Добавить в цитаты Настройки чтения

Страница 43 из 71

— Спокойной ночи, мама Пири, — шептал Плотовщик, проснувшись именно в этот момент (он уже несколько минут сладко спал).

Матула же, по-видимому, не видел снов, или, во всяком случае, не имел желания их рассказывать — на рассвете он исчезал, как вчерашний дым костра, и Дюле в голову не приходило расспрашивать старика, что он делал, что видел и что слышал.

«Сам расскажет, если захочет», — подумал как-то Дюла, и Матула действительно рассказывал ему то, что, по его мнению, стоило рассказать. Зато рассказы его были цельными и содержательными, как пшеничное зерно, освобожденное от половы и обсевков.

И если Плотовщик ходил куда-нибудь один, Матула никогда не допрашивал его, где он был и что делал.

«Сам расскажет, если захочет», — думал он, и мальчик рассказывал ему, а старик так ловко кроил и сокращал этот рассказ, что короче он уже и быть не мог. Одним-двумя вопросами он отсекал все его побочные ответвления, и мальчик сам чувствовал, что в мертвых побегах и впрямь нет никакой нужды. Матула прямо шел к дереву, которое намеревался срубить, а не кружил по лесу. Плотовщик выглядел рядом с Матулой заблудившимся ягненком. И хотя Дюла постепенно стал видеть все глазами старика и слышать его ушами он все же чувствовал, что такой самостоятельности у него еще никогда не было. И мальчик, порою неосознанно, наслаждался незрелыми еще плодами этой самостоятельности.
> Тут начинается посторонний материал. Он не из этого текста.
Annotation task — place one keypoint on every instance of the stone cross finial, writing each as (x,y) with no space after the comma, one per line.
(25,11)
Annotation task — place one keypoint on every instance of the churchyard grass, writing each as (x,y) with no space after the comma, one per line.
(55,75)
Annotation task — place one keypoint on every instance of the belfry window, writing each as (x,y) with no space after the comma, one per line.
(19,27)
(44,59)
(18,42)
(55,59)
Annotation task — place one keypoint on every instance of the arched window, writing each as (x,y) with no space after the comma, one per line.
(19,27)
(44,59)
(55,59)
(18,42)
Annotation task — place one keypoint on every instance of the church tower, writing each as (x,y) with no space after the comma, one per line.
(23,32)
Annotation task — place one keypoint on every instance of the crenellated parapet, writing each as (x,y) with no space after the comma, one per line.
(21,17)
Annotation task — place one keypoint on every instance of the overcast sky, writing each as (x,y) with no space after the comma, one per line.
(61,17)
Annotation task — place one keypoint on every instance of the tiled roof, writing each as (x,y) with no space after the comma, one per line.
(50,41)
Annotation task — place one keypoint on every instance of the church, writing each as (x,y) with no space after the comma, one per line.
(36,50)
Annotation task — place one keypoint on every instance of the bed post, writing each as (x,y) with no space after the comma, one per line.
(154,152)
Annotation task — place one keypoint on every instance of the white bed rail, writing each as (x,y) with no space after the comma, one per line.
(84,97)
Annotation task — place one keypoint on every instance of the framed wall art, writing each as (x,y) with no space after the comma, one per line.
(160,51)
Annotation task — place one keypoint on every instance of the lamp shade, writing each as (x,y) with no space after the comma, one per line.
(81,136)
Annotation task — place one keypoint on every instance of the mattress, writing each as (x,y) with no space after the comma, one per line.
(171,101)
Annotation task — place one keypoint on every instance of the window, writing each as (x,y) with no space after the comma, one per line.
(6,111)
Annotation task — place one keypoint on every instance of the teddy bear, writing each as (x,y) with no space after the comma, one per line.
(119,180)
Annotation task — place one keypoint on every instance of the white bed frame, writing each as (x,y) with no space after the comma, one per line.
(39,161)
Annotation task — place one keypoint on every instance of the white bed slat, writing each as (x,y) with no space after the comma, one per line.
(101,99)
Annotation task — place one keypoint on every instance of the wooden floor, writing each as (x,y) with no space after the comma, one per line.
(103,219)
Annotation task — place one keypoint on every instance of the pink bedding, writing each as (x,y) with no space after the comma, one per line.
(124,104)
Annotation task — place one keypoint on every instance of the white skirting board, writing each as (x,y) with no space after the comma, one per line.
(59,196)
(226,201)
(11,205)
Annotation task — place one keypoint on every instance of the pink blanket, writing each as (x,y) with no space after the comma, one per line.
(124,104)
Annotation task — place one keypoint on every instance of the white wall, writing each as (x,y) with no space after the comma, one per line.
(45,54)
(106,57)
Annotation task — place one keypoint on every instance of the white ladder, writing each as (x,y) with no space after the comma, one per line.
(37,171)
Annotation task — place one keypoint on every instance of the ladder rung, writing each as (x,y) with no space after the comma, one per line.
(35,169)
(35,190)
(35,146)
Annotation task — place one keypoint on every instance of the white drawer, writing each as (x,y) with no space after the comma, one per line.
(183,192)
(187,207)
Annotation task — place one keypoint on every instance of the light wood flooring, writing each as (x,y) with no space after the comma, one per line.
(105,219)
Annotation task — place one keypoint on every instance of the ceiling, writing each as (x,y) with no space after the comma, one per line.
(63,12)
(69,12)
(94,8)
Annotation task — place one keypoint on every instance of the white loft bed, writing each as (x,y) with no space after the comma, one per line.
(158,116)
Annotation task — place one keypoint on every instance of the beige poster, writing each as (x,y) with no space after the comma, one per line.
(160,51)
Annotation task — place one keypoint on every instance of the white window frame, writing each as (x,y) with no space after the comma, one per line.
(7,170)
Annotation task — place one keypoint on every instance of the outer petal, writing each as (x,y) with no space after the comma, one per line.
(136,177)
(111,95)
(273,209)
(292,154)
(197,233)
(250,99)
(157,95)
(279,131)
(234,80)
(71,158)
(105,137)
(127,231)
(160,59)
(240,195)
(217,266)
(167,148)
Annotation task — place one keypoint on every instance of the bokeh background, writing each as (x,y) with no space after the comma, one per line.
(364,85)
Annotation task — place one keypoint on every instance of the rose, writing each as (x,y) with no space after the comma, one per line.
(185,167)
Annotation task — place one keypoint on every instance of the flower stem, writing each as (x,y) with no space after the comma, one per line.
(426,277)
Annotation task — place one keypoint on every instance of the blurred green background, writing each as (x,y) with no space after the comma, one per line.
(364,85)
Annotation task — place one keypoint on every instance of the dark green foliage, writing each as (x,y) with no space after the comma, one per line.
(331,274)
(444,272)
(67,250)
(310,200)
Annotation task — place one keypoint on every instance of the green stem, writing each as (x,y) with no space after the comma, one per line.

«У тебя есть голова на плечах — пользуйся ею! — говорил дядя Иштван и добавлял: — Если ты расшибешь себе лоб, что ж, ведь это твой лоб».

И так оно и было!

Тут нельзя было исправлять, вторым ответом улучшать первый. Тут все время шел экзамен, и державший либо его выдерживал, либо нет. Впрочем, переэкзаменовок было сколько угодно, и по одному и тому же предмету можно было провалиться неоднократно.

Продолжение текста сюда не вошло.